SOBRE A
MATURIDADE
A filosofia
jamais se curva em face da petulância da estupidez, da arrogância dos corpos
moldados por uma raiva crônica alimentada pela incapacidade de profunda
compreensão. Tais corpos , jactantes, vociferam: “não vês que trago a marca do
acúmulo de experiências!”. Pois bem. E também ostenta o estigma de inúmeros
preconceitos, a marca crostosa da rigidez espiritual, da dureza da
sensibilidade que os impede de ver o mundo com outros óculos, com lentes mais
bem ajustadas às diferenças, à tolerância, à pluralidade de modos de ser e
viver. O envelhecimento não nos torna, necessariamente, mais sábios, se,
durante grande parte da vida, nos habituamos a servir aos mecanismos de
fabricação social de indivíduos assujeitados.
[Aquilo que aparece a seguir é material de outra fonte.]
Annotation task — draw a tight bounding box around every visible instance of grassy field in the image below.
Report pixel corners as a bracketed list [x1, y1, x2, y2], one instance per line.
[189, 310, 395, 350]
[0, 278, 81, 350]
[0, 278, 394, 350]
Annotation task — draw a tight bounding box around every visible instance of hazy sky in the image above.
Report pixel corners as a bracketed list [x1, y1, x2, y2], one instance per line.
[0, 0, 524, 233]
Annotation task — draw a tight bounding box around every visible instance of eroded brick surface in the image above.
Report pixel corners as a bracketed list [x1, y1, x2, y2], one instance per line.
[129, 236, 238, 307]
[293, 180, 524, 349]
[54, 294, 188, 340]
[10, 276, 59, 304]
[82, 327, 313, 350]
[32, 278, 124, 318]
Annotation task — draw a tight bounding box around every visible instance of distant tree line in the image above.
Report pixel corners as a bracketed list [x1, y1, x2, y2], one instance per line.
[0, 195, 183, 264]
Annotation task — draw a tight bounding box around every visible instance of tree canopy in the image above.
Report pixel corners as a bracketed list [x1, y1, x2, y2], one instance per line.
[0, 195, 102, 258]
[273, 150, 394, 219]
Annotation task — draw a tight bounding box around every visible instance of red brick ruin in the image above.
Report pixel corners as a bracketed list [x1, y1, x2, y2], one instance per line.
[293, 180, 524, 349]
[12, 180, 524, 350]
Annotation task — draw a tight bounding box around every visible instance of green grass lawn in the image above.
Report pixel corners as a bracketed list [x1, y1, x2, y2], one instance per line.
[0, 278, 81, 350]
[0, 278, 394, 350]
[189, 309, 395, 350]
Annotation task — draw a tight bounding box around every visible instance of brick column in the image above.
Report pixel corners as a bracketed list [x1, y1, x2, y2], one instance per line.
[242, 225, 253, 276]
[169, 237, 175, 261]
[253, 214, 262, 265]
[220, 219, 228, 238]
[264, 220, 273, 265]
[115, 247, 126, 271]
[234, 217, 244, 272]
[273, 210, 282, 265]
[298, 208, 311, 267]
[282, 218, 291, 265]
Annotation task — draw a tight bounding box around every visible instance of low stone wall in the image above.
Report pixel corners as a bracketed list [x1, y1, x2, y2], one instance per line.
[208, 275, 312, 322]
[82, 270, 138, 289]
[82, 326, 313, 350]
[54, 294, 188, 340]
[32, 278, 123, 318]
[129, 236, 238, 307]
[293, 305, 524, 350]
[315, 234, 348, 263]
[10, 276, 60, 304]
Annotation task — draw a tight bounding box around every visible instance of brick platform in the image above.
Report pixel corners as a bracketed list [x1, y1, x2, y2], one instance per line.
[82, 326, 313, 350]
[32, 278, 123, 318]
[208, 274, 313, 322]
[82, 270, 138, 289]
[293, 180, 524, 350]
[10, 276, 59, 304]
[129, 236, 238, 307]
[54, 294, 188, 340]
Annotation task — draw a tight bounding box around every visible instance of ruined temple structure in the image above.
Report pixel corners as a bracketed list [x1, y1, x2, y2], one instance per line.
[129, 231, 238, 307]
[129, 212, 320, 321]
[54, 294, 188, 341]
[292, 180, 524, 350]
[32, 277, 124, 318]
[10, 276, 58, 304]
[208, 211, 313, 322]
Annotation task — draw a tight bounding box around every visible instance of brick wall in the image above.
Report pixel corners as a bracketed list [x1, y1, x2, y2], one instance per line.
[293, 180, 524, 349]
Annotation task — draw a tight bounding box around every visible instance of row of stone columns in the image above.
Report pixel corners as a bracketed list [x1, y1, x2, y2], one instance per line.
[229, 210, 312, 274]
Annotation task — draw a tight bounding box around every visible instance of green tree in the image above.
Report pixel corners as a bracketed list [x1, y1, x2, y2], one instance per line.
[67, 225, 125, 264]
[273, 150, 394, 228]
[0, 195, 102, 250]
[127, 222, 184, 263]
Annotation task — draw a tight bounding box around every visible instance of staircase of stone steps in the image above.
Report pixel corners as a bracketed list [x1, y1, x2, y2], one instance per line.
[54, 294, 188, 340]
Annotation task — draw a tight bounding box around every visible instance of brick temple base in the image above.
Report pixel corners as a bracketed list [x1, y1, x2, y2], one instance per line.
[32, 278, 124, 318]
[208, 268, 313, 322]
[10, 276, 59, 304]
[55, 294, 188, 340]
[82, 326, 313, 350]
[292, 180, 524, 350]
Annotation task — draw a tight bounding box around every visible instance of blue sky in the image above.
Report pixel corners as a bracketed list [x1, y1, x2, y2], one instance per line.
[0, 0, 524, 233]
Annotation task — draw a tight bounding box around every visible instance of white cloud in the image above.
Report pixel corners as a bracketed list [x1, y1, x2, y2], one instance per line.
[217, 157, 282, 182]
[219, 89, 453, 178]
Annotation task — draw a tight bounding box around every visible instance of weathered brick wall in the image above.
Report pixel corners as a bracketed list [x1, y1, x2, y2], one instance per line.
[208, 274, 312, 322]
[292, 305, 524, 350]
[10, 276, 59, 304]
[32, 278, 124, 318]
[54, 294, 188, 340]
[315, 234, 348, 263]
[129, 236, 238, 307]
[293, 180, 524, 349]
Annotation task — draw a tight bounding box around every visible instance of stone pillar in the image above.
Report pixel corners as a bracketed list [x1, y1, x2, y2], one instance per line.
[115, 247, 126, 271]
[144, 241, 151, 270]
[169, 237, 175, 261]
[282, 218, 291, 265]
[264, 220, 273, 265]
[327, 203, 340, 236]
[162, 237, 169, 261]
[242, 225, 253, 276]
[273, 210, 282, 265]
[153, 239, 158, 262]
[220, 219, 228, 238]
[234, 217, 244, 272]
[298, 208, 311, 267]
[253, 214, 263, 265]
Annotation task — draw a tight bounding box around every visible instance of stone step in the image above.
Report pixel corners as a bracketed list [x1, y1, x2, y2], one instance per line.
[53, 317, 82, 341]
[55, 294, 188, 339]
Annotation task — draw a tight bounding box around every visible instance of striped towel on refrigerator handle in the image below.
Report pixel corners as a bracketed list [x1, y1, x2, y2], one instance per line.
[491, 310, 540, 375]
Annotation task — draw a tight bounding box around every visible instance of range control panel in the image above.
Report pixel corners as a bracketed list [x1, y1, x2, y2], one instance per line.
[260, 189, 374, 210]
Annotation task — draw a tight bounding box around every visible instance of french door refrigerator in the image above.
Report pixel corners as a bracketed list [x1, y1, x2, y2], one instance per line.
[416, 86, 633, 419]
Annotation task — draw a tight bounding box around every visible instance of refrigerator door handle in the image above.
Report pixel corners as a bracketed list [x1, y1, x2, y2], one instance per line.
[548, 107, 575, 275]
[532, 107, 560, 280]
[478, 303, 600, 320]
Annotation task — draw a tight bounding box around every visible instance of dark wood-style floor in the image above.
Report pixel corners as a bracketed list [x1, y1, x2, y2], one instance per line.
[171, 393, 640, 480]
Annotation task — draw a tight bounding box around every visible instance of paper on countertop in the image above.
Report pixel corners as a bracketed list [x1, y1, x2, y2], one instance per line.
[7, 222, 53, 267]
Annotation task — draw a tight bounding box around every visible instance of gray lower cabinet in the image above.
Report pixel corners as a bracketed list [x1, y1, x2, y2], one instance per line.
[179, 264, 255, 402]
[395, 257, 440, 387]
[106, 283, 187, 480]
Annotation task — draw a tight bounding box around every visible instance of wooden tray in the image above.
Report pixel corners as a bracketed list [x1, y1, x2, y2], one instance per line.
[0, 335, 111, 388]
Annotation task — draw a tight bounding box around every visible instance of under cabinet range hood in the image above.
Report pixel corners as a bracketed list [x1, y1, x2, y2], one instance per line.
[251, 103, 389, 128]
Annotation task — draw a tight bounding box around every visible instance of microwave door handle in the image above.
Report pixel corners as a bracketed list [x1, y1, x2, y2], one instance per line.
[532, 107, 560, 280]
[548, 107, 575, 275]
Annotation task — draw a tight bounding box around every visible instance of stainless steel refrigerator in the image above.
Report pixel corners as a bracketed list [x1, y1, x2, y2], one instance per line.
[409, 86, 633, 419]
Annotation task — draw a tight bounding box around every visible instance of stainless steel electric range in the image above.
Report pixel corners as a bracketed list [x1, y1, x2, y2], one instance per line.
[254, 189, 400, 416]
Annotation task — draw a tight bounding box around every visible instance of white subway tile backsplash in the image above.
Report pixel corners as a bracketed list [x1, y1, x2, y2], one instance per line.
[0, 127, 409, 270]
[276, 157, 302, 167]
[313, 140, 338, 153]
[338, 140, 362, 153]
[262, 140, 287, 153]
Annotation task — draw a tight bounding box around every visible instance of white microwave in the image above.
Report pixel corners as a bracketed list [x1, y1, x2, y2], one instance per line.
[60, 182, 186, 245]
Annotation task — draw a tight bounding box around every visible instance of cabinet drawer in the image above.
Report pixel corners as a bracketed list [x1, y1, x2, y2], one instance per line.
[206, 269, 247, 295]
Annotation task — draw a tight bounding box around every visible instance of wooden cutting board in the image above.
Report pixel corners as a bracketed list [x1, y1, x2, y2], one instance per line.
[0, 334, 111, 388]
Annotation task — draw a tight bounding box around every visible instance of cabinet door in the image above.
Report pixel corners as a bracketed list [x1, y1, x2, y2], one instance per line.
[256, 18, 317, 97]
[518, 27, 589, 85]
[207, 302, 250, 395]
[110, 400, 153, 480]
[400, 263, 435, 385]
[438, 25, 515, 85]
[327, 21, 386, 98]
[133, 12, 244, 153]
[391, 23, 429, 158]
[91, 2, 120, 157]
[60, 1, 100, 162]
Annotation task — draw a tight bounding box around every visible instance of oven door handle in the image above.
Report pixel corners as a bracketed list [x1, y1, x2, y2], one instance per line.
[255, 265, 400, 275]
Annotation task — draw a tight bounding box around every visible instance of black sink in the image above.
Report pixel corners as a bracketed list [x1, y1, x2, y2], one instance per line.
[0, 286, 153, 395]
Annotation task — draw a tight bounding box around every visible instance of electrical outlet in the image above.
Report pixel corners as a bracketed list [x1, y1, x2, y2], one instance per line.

Se um corpo vital chega à
maturidade desconhecendo que toda a sua existência social é fabricada para
atender aos interesses da sociedade em que se desenvolveu, se ignora que,
enquanto ser humano, ele se engana ao se pensar como sujeito autônomo, se
ignora que ser sujeito é sempre existir como efeito de submissão a relações
sociais que sistematicamente o produz como sujeito em processos ideológicos de
assujeitamento - assujeitamento aos poderes instituídos, assujeitamento às
normas sociais, às morais, aos discursos, aos valores; enfim, se ignora que ser
sujeito é constituir-se na linguagem, nas relações com o outro, fora das quais
não há um “eu” - então o envelhecimento não lhe legou nenhum grande benefício
de que deva se orgulhar. A velhice apenas lhe acentua as marcas da decrepitude,
da degeneração orgânica e assinala a proximidade do fim de uma vida medíocre e
flagelada pela servidão social, pela escravidão aos mecanismos sociopolíticos
de dominação. Como ensinou Sêneca, no século I EC., aquele que viveu 100 anos
pode ter tido uma vida breve, se a viveu sem exercitar o cuidado de si, se a
viveu sob o modo do desperdício. E aquele que se ocupou de si, mesmo tendo
morrido aos 30 anos, viveu uma vida longa e plena.